Lors de ce même Congrès des maires et présidents d'EPCI, le ministre délégué aux Collectivités territoriales, Brice Hortefeux, a affirmé la volonté gouvernementale de mettre en oeuvre des solutions aux principales critiques et annoncé une circulaire aux préfets pour passer à "un nouvel âge de l'intercommunalité". La circulaire n'a guère tardé puisqu'elle fut envoyée aux représentants de l'Etat dès le 23 novembre 2005. Son contenu apparaît clairement inspiré des recommandations du rapport de la Cour des comptes dont les grandes lignes étaient connues depuis des mois.
2. La volonté de consolider l'intercommunalité
La circulaire se compose d'un document succinct de deux pages complété par des annexes : une série de huit fiches pratiques. La volonté exprimée a pour objectif de consolider la démarche intercommunale par l'amélioration du mode de constitution et de fonctionnement des EPCI. La relance de la rationalisation et de la simplification de l'intercommunalité s'appuie essentiellement sur les préfets et les moyens dont ils ont été dotés par la loi précitée du 12 juillet 1999 (loi "Chevènement"), complétée par celle du 13 août 2004 (loi n° 2004-809 du 13 août 2004, relative aux libertés et responsabilités locales N° Lexbase : L0835GT4). Quatre axes prioritaires sont définis dans cet objectif : rationalisation des périmètres, définition de l'intérêt communautaire, exercice effectif des compétences transférées et clarification des relations financières entre les EPCI et les communes.
3. Le contenu de la circulaire
a. Un schéma d'orientation pour des périmètres pertinents
Les préfets ont la charge d'évaluer la pertinence de la carte intercommunale dans leur département. A cette fin, ils doivent élaborer, avant le 30 juin 2006, un schéma d'orientation de l'intercommunalité.
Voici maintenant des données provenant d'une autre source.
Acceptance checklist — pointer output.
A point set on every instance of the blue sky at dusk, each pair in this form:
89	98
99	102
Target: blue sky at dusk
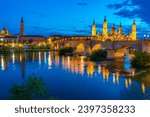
73	17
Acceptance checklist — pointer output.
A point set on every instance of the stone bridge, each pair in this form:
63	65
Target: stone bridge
87	46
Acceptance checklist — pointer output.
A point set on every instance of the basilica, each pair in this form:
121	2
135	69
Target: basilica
114	35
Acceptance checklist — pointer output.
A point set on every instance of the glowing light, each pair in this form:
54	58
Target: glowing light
20	58
130	81
114	78
39	58
49	61
143	87
117	77
99	69
13	58
126	83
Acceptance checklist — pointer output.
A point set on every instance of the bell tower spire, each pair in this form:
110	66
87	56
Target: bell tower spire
134	31
93	28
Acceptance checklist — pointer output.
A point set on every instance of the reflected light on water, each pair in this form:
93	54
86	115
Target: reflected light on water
2	63
117	77
20	57
13	58
33	57
90	68
45	58
99	69
56	60
143	88
126	83
39	58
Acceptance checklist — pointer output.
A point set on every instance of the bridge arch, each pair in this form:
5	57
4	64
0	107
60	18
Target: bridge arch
96	47
80	48
67	45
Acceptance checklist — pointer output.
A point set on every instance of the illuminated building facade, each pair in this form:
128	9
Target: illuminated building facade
114	35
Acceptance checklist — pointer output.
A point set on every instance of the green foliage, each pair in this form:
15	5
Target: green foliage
32	88
98	55
140	59
64	51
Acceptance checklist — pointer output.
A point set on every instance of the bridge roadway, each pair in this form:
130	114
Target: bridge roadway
87	46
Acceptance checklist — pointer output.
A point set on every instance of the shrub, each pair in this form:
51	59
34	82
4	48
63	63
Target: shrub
64	51
98	55
140	59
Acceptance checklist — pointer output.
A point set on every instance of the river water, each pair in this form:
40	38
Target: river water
74	78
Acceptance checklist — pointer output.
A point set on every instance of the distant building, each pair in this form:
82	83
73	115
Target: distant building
31	38
114	33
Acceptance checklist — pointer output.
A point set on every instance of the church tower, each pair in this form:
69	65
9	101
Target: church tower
105	28
93	29
134	31
22	27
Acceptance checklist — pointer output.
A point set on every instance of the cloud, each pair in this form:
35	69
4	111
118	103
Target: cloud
82	3
38	14
132	9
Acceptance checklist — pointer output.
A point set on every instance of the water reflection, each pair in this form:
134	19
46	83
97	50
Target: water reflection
79	65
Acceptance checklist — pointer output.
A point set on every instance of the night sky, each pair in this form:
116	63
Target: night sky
73	17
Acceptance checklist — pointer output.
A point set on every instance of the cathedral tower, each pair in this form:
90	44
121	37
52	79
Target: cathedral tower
22	27
105	28
134	31
93	29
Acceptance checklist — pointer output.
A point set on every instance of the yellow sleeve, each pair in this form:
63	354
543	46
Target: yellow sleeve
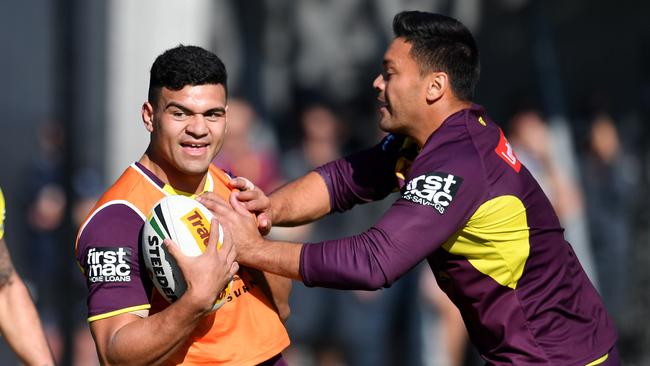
2	214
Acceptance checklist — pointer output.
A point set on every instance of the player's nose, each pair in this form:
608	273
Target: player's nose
378	83
197	125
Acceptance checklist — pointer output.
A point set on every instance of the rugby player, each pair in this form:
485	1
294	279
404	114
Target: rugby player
130	321
19	322
467	206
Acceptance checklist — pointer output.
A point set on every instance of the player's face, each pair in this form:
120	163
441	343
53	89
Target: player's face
188	127
401	89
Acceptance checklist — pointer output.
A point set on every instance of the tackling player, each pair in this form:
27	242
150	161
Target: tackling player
131	323
19	322
467	206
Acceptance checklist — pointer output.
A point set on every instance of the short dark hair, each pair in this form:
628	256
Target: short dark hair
441	43
182	66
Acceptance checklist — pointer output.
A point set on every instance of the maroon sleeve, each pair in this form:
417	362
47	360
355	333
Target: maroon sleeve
366	176
108	252
433	205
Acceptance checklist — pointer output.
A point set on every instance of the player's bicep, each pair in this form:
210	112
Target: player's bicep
431	208
104	332
108	253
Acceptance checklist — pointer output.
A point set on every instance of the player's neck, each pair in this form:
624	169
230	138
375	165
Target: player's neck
436	116
192	184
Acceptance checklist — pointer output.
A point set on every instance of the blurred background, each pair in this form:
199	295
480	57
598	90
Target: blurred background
569	82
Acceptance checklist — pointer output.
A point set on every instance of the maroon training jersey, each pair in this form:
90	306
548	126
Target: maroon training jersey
489	233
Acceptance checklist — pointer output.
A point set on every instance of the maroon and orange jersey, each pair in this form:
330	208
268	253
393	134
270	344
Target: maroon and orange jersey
489	234
245	331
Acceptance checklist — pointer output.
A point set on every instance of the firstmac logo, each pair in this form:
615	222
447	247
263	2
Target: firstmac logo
435	189
109	264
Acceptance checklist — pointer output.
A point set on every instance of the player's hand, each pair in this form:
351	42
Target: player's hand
209	273
236	220
255	201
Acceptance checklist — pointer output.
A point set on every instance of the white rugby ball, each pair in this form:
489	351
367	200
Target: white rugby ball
187	223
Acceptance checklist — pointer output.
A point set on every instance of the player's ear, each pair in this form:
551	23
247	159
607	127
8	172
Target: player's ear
438	83
226	120
147	116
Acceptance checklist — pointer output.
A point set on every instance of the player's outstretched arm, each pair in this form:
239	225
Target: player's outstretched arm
19	320
276	288
298	202
281	258
128	339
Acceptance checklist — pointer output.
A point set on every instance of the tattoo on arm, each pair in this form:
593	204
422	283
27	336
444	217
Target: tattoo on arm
6	267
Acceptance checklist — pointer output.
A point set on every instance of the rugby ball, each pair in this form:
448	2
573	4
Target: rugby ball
187	223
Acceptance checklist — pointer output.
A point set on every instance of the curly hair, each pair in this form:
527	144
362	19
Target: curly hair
441	43
185	65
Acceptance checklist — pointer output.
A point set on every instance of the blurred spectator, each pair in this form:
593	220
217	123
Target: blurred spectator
609	181
87	189
45	216
240	156
540	148
330	327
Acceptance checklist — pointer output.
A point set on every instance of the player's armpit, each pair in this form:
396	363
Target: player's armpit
104	330
276	288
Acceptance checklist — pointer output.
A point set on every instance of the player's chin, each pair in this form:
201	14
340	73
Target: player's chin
194	167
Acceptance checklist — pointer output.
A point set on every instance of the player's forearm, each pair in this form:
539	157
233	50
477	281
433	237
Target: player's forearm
20	324
151	340
301	201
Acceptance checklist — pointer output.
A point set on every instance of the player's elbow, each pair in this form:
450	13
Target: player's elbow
284	312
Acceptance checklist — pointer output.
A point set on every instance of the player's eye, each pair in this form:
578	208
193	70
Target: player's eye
179	115
213	116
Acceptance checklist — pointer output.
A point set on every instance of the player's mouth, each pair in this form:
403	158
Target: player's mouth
383	107
195	148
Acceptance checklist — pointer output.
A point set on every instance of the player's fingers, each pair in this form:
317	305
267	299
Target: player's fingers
238	206
213	239
264	223
211	200
242	184
234	268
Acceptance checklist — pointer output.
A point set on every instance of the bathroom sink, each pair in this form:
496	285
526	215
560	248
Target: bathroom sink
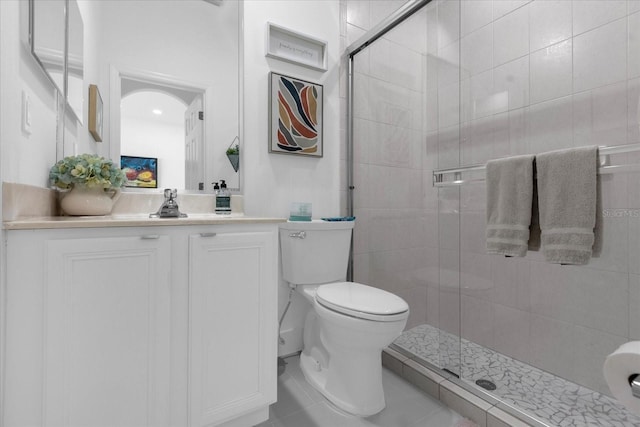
206	215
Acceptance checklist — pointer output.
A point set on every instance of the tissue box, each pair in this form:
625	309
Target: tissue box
300	211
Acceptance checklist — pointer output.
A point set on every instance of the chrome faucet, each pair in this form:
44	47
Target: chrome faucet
169	208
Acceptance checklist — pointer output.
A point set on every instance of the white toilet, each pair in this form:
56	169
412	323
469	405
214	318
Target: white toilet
348	323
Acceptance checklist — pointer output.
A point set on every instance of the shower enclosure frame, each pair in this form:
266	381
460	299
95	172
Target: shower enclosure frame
405	12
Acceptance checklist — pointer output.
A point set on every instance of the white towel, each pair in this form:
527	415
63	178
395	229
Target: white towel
567	193
509	200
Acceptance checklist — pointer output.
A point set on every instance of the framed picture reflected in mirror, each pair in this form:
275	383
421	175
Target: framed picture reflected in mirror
141	172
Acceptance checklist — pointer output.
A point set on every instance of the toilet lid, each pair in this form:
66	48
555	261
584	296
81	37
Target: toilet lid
362	301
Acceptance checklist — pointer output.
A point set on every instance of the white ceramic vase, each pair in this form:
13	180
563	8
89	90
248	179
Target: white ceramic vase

Ce dispositif, non fondé sur une base légale, n'est pas contraignant : il est "un instrument concerté de proposition et de dialogue s'inscrivant dans une perspective d'évolution à moyen terme de la carte intercommunale". Ce schéma d'orientation est défini en association avec les élus concernés et avec l'appui de la Commission départementale de la coopération intercommunale (CDCI). Ce document dresse, d'abord, un bilan de la mise en oeuvre locale de l'intercommunalité. Ensuite, dans un but de cohérence et de lisibilité, il recense les évolutions souhaitables de la carte intercommunale : propositions de fusions et élargissements de périmètres. Si le ministre délégué avait mentionné dans ses interventions l'inadéquation de communautés de communes inférieures à 5 000 habitants, la circulaire en revanche n'indique aucun seuil.
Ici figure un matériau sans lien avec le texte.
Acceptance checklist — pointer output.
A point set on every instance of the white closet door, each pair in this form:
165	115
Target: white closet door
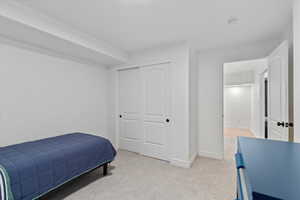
155	111
130	136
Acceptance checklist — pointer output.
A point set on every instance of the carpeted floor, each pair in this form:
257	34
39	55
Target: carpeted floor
134	177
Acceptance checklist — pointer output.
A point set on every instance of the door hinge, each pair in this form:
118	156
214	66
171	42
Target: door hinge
289	124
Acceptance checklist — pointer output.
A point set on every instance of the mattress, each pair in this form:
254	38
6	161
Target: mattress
31	169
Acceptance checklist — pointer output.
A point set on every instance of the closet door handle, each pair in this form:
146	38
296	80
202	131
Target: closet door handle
280	124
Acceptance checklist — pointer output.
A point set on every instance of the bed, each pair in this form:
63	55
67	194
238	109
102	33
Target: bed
32	169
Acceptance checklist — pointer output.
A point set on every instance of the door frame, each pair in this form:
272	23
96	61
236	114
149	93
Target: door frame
117	109
262	102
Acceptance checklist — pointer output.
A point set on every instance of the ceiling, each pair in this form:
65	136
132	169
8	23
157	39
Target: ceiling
245	66
132	25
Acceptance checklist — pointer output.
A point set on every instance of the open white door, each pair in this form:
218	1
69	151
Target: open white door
130	136
278	117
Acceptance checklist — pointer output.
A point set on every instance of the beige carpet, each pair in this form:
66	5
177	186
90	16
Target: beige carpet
234	132
134	177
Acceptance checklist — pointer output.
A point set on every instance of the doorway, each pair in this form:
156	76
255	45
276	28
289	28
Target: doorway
265	111
242	98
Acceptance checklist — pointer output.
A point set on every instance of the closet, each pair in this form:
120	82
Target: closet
144	100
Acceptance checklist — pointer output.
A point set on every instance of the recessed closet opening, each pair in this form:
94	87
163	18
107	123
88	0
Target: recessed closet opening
144	107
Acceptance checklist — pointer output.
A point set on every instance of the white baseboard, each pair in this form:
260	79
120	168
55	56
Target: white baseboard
193	158
213	155
183	163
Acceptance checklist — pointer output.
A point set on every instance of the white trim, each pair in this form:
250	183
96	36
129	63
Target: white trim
35	20
214	155
193	158
142	65
1	187
181	163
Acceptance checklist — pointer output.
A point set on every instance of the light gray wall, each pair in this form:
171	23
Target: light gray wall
245	77
43	96
193	104
297	70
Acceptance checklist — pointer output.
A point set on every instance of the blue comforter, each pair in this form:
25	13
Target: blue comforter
31	169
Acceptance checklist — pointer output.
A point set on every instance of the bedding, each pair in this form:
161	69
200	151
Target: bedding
31	169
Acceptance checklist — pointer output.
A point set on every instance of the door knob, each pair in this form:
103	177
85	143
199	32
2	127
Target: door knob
280	124
290	124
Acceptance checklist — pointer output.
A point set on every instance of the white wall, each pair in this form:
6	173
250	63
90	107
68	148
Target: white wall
238	106
297	70
210	89
179	56
193	104
245	77
43	96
b. Des critères objectifs de définition de l'intérêt communautaire
La circulaire insiste particulièrement sur ce point puisque cette définition est nécessaire à l'exercice effectif des compétences transférées aux EPCI à fiscalité propre. La circulaire, au travers de ses trois premières fiches, contribue à donner un mode d'emploi de la définition de l'intérêt communautaire.
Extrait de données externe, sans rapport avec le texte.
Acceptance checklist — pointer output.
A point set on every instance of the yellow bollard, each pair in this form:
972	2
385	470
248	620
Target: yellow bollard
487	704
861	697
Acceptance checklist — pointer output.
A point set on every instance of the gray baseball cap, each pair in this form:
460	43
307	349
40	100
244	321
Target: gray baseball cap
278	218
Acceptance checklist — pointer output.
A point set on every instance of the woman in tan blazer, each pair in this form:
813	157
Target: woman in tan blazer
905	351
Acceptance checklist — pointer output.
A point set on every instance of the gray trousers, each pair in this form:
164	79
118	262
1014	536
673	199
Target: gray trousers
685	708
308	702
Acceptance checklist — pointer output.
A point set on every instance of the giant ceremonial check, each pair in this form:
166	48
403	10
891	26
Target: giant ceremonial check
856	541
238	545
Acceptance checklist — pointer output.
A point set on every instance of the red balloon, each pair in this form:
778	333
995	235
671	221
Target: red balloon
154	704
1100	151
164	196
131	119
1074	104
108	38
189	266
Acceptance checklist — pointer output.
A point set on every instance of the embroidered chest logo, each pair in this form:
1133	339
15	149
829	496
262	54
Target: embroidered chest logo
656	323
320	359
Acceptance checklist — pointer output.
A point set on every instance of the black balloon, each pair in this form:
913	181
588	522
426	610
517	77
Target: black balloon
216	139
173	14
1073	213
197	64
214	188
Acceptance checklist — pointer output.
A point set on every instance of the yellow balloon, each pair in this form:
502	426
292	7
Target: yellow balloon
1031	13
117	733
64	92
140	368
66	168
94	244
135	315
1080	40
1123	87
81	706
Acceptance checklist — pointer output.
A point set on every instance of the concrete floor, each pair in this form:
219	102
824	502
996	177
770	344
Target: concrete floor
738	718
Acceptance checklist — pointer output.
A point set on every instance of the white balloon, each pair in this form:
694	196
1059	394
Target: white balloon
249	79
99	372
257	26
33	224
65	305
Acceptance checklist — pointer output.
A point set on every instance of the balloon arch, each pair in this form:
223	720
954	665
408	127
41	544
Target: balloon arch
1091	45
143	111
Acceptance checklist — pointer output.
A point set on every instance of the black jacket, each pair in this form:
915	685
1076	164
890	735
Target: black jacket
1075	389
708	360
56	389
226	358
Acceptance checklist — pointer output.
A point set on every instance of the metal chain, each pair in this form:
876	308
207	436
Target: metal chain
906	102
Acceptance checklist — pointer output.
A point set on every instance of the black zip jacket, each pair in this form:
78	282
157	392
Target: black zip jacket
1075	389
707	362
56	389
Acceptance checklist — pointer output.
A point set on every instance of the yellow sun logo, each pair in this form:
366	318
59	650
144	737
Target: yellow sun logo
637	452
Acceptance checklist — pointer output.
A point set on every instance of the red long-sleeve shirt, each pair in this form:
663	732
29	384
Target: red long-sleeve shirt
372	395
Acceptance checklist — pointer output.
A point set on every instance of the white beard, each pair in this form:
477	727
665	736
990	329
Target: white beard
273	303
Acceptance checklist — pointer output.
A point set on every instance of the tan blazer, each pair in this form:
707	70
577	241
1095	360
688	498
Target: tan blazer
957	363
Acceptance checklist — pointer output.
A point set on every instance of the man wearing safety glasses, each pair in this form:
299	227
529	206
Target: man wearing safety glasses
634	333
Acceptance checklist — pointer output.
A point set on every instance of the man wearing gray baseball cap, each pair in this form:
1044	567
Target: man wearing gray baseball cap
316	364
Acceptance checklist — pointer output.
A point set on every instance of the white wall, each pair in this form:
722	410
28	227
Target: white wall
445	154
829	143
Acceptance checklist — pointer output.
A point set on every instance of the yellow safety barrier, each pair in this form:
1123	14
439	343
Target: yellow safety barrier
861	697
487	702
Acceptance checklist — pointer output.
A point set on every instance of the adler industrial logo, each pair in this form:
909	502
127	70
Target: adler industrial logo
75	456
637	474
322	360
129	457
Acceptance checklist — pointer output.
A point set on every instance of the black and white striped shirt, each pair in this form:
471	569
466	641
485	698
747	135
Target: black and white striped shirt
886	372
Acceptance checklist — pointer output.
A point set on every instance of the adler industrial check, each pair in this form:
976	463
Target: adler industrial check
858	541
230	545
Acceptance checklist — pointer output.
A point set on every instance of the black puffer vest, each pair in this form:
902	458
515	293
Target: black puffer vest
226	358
- Modalités de définition. L'intérêt communautaire, dans une logique de subsidiarité, permet de départager, au sein d'une compétence transférée, les actions demeurant de la compétence des communes membres de celles qui ont vocation à être mises en oeuvre par l'EPCI. La circulaire rappelle la différence de modalités de définition selon le type d'EPCI à fiscalité propre. Dans les communautés de communes, cette définition est approuvée par délibérations concordantes des conseils municipaux des communes membres. La circulaire, par souci de transparence, recommande aux préfets de prendre un arrêté pour l'intégrer aux statuts de ces EPCI. Dans les communautés d'agglomération et les communautés urbaines, cette définition relève directement du conseil communautaire, à la majorité des deux tiers de ses membres. La circulaire rappelle que cette majorité est calculée en référence à l'effectif total du conseil communautaire.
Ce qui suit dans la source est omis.